Recovering the Content Runtime

Learn how to recover your Managed services environment after losing the Content Runtime instance.

If the Content Runtime virtual machine is lost with no backup, there is a path to create a new Content Runtime and register any deployed instances to that Chef server again.

It is highly recommended that the Content Runtime virtual machine be backed up so that if it were ever destroyed, it could be restored without needing the following procedure.

Requirements

Get the following information:

  • The Content Runtime host name
  • The Content Runtime IP address
  • The private and public keys from the original Content Runtime
  • The network routing information from the original Content Runtime
  • The deploy logs from any instances that had been deployed to the Content Runtime

AWS and IBM Cloud

To perform a recovery on any of these two cloud providers, a portable IP address had to be initially associated with the Content Runtime virtual machine. If that's the case, then the following information will be required in addition when creating the new Content Runtime:

AWS

  • Private IP address

IBM Cloud

  • Private subnet
  • Private VLAN name
  • Portable IP address
  • Portable private netmask
  • Portable private gateway

It'll also be required to backup the Pattern Manager's configuration file. This file is base64 encoded and can be found at /opt/ibm/docker/pattern-manager/config/config.json

Recovery actions

The following steps are required to recover your Content Runtime and register your existing deployed instances to the new Chef server on the Content Runtime:

  1. Deploy new Content Runtime

    The first step in recovering your Chef server is to deploy a new Content Runtime instance. The new Content Runtime virtual machine must have the same host name and IP address as the old Content Runtime.

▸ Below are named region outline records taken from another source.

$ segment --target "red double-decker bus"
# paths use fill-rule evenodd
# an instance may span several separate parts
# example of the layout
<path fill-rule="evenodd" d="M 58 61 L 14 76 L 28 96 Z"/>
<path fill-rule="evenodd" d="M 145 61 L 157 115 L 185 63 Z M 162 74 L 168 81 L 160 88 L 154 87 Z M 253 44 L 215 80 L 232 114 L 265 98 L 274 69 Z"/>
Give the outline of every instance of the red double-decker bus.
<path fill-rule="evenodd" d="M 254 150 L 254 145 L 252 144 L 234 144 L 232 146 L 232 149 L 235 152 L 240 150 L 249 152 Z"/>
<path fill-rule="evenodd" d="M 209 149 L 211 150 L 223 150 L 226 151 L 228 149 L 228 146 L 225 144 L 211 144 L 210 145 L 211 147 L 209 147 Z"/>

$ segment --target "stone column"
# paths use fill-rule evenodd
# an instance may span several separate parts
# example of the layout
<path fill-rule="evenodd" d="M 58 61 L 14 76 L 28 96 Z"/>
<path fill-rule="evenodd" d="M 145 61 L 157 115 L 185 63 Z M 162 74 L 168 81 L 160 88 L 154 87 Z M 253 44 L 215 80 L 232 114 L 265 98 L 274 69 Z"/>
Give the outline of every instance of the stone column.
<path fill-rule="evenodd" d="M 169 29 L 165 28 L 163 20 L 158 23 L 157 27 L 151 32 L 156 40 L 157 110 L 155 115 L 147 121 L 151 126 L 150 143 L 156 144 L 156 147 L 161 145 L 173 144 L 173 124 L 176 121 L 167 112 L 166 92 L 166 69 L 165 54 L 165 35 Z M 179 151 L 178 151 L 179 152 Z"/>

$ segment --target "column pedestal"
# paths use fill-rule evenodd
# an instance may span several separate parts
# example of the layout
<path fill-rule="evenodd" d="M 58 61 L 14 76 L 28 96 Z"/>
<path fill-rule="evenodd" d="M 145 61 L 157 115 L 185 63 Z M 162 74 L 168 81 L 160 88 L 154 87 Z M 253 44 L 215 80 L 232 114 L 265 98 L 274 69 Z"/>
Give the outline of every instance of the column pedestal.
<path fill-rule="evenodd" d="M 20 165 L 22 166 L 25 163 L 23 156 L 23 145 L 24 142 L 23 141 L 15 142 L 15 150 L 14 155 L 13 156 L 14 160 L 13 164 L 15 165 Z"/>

    Save the value used for the pattern manager access passphrase field. It is needed for making requests against the pattern manager.

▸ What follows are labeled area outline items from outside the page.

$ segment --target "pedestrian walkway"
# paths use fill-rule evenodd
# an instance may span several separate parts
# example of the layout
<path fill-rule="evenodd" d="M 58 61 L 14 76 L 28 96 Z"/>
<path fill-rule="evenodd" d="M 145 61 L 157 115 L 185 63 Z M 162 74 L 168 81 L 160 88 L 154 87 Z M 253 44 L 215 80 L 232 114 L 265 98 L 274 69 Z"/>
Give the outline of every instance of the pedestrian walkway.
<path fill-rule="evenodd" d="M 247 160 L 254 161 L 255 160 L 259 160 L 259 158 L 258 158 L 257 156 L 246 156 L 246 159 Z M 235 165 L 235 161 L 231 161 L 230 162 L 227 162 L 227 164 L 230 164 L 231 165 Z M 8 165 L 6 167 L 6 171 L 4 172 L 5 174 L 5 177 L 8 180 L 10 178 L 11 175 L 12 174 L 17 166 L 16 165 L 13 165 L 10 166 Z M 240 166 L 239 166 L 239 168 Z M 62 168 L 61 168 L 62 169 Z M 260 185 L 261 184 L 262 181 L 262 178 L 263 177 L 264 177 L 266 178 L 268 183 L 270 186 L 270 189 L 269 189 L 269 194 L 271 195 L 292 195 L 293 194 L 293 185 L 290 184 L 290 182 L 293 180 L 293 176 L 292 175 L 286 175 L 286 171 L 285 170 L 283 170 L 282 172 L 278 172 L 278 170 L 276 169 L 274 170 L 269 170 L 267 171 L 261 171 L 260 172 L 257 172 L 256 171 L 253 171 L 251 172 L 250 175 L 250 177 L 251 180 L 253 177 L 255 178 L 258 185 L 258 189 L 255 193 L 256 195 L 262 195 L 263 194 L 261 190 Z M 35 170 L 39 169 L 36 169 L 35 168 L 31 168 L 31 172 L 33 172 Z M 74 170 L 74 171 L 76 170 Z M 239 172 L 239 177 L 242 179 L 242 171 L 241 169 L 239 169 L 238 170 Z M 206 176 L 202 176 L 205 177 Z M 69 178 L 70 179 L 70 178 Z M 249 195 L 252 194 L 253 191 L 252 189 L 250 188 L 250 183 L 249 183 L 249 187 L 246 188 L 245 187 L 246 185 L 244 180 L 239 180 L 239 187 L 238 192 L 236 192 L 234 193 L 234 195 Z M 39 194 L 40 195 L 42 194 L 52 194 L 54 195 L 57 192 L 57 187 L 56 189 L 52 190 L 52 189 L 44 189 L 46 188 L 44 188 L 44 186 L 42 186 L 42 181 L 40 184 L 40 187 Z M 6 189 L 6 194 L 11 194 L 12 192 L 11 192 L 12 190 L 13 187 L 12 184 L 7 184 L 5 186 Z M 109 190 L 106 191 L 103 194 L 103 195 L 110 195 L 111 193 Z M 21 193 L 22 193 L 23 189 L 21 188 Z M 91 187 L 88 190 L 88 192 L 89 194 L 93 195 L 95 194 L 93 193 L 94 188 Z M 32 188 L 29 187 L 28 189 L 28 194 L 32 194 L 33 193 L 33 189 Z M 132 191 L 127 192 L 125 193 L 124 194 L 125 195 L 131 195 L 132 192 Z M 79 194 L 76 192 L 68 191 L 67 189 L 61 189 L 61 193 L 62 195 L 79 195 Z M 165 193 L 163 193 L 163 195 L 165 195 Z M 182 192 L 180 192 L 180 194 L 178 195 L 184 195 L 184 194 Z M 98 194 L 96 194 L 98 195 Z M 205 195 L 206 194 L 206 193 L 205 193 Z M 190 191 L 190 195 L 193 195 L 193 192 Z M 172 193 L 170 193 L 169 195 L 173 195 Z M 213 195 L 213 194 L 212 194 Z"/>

    For more information on provisioning your Content Runtime, see Provisioning and managing your Content Runtime infrastructure.

  2. Populate software repositories

    Repopulate your software repository as described in:

  3. Optional: Restore your previous Chef server configuration

    If a previous Chef server configuration was backed up from the previous Content Runtime virtual machine, it can be restored at this point by using the chef-server-ctl restore command. For more information visit Backup and Restore Chef External link icon.

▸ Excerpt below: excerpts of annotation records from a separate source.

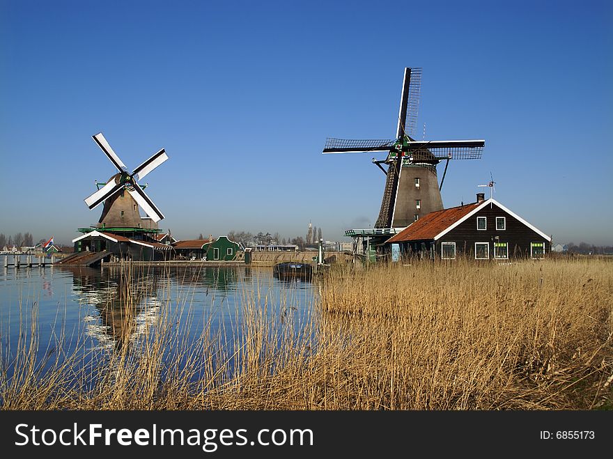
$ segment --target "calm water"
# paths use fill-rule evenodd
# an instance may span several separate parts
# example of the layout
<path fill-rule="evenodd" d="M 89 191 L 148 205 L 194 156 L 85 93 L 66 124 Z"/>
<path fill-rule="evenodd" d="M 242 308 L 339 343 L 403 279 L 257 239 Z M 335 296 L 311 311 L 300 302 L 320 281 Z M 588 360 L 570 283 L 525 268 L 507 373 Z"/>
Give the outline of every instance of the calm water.
<path fill-rule="evenodd" d="M 150 339 L 148 325 L 162 317 L 180 336 L 176 345 L 189 348 L 203 332 L 221 332 L 233 342 L 241 333 L 246 299 L 269 319 L 291 316 L 296 326 L 309 320 L 316 290 L 311 282 L 280 281 L 272 269 L 142 268 L 128 276 L 112 267 L 4 268 L 3 256 L 0 345 L 3 371 L 9 373 L 20 336 L 29 336 L 33 329 L 39 361 L 54 352 L 57 359 L 61 349 L 63 355 L 82 354 L 82 364 L 86 365 L 95 356 L 125 346 L 137 352 L 139 342 Z"/>

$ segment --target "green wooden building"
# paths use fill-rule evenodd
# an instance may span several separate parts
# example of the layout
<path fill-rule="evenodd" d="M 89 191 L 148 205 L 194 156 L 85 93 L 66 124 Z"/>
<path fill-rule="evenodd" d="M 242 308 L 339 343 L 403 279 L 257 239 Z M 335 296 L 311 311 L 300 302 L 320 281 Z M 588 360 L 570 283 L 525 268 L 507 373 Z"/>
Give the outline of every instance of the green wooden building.
<path fill-rule="evenodd" d="M 231 261 L 236 258 L 238 252 L 245 251 L 242 244 L 230 240 L 228 236 L 219 236 L 215 240 L 203 244 L 202 249 L 206 251 L 208 261 Z"/>

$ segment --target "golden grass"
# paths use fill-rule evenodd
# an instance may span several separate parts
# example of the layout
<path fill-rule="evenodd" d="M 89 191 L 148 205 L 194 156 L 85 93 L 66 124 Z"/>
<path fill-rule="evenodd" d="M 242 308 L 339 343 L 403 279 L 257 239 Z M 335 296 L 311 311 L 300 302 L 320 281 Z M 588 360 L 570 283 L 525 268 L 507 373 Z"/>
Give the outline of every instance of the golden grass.
<path fill-rule="evenodd" d="M 180 318 L 203 320 L 190 316 L 191 299 L 163 302 L 139 344 L 80 370 L 77 352 L 40 371 L 30 350 L 36 331 L 26 331 L 15 359 L 3 359 L 16 375 L 0 380 L 2 407 L 612 408 L 610 260 L 334 268 L 306 321 L 291 295 L 274 304 L 269 286 L 258 286 L 243 290 L 232 327 L 216 331 L 204 320 L 188 339 Z M 88 384 L 92 373 L 100 378 Z"/>

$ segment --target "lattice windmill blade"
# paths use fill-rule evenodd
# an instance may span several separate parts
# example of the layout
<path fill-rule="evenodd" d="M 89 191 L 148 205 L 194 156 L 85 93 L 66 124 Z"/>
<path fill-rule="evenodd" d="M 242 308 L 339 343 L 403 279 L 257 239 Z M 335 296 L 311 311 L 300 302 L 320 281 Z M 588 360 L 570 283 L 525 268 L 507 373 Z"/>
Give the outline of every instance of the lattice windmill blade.
<path fill-rule="evenodd" d="M 109 181 L 91 196 L 85 199 L 85 203 L 90 209 L 93 209 L 100 203 L 108 199 L 123 188 L 123 183 L 116 183 L 115 180 Z"/>
<path fill-rule="evenodd" d="M 166 154 L 164 149 L 162 148 L 136 168 L 132 175 L 137 180 L 140 180 L 166 160 L 168 160 L 168 155 Z"/>
<path fill-rule="evenodd" d="M 109 182 L 104 187 L 85 199 L 85 203 L 87 204 L 88 207 L 90 209 L 93 209 L 107 199 L 111 198 L 122 189 L 126 189 L 152 220 L 157 223 L 162 219 L 164 218 L 162 213 L 155 206 L 149 196 L 146 195 L 145 192 L 143 191 L 143 188 L 147 186 L 146 184 L 143 187 L 141 187 L 137 182 L 169 159 L 164 149 L 162 148 L 134 169 L 134 172 L 130 173 L 127 171 L 127 169 L 125 164 L 123 164 L 123 162 L 113 151 L 113 149 L 107 141 L 107 139 L 104 139 L 102 132 L 92 136 L 92 138 L 98 143 L 98 146 L 100 147 L 100 149 L 104 153 L 109 160 L 110 160 L 111 162 L 119 170 L 120 173 L 114 176 L 114 180 L 109 180 Z M 107 212 L 108 210 L 103 212 L 102 217 L 104 217 Z M 121 214 L 122 215 L 123 215 L 123 211 Z"/>
<path fill-rule="evenodd" d="M 153 220 L 155 223 L 164 218 L 164 215 L 160 212 L 160 210 L 155 207 L 153 201 L 147 196 L 145 192 L 139 186 L 138 183 L 134 182 L 132 185 L 133 189 L 127 189 L 127 192 L 134 198 L 134 200 L 138 203 L 141 208 L 145 211 L 145 213 Z"/>
<path fill-rule="evenodd" d="M 323 153 L 363 153 L 369 151 L 389 151 L 396 139 L 350 140 L 326 139 Z"/>
<path fill-rule="evenodd" d="M 405 68 L 403 80 L 400 109 L 398 114 L 396 139 L 405 135 L 414 134 L 419 111 L 419 98 L 421 93 L 421 68 L 419 67 Z"/>
<path fill-rule="evenodd" d="M 104 155 L 111 160 L 115 167 L 117 168 L 117 170 L 120 172 L 126 172 L 127 171 L 127 168 L 125 166 L 125 164 L 123 164 L 123 162 L 119 159 L 119 157 L 117 156 L 117 154 L 113 151 L 113 148 L 111 148 L 111 146 L 109 145 L 109 142 L 107 141 L 107 139 L 104 139 L 104 136 L 102 135 L 102 132 L 98 132 L 95 135 L 92 136 L 92 138 L 94 139 L 96 143 L 98 144 L 98 146 L 100 147 L 100 149 L 104 152 Z"/>
<path fill-rule="evenodd" d="M 407 155 L 419 160 L 479 160 L 486 145 L 484 140 L 431 140 L 407 142 Z"/>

  4. AWS and IBM only: Restore the Pattern Manager configuration file

    Before copying the Pattern Manager's configuration back to the newly created Content Runtime virtual machine, there are some changes required.

    1. Open a terminal window on the location of the backed up config.json

    2. Run the following command replacing <previous_content_runtime_public_IP> with the previous Content Runtime's public IP address and <portable_or_private_IP> with the portable IP address (IBM) or the private IP address (AWS)

      base64 -d ./config.json | sed -e 's/<previous_content_runtime_public_IP>/<portable_or_private_IP>/g' | base64 > config.json.new
      

      This command will decode the config.json file, replace the previous VM's IP address with the portable IP address (which will match with the newly create Content Runtime) and encoded the resulting change into a file named config.json.new

    3. Establish an SSH connection with the new Content Runtime virtual machine.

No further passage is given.